Had it not been the case, had Phil been the father, I’m pretty sure I would have never mentioned the subject again. But it’s done, honey, and it’s all OK. Nature or nurture, everything that April ever becomes is directly down to us! In fact, if you ever unearth that second box of photos, you’ll probably find the test results stuffed down the bottom.
Now, I know that you’ve probably thought about it a thousand times and I know that you’ve decided, or convinced yourself, that it doesn’t matter one way or the other. You love each other so much, why should it matter, right?
But I want to thank you from the bottom of my heart, all the same, for being so goddamned classy about the whole thing, for never mentioning it once. Because there were plenty of times when I was being unreasonable and when you needed ammunition to get your own back; there were lots of times when you could easily have thrown that back in my face.

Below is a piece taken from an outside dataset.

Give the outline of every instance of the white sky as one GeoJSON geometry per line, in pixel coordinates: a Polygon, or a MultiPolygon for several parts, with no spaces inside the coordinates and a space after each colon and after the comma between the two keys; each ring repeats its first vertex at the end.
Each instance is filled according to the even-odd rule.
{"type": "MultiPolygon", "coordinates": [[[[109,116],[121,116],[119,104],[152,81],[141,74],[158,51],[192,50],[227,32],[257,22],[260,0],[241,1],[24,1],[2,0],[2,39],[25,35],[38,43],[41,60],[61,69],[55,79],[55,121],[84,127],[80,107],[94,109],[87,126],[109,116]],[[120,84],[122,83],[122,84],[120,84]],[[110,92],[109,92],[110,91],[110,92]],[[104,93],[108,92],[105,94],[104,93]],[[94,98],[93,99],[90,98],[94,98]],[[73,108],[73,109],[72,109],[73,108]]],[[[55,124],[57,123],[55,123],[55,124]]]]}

So thank you, honey, for not doing that.
God! I just realised that with you listening to these over such a long period, you’ll have to worry about this whole DNA thing for weeks on end. So now I’m going to have to go back through the tapes and find the Phil one and erase it or record an addendum or something. Note to self: do not forget!
Emily, the estate agent – young, professional, pretty, albeit with somewhat severe features – talks constantly as they make their way from the car park to the third floor.
She tells Sean random facts about Cantabrigian Rise, most of which he’s already aware of and others he knows to be patently untrue.
He had fully intended to come clean about his relationship to the building, but quickly realises that it’s much more fun to say nothing, effectively giving her enough rope to hang herself.
‘The roof is completely covered in photovoltaic panels,’ she is saying as they reach the top floor, ‘which means that the electricity bills are almost zero for these units.’
‘Photovoltaic, huh?’ Sean says, doing his best to suppress a wry smile. ‘Not just a solar hot-water system then?’
He sees Emily’s confidence stutter momentarily; he sees the shadow sweep across her features. ‘Um?’ she says, then, ‘No, no, the proper, um, photovoltaic ones. Which heat the water too, so that’s one less thing to worry about, obviously.’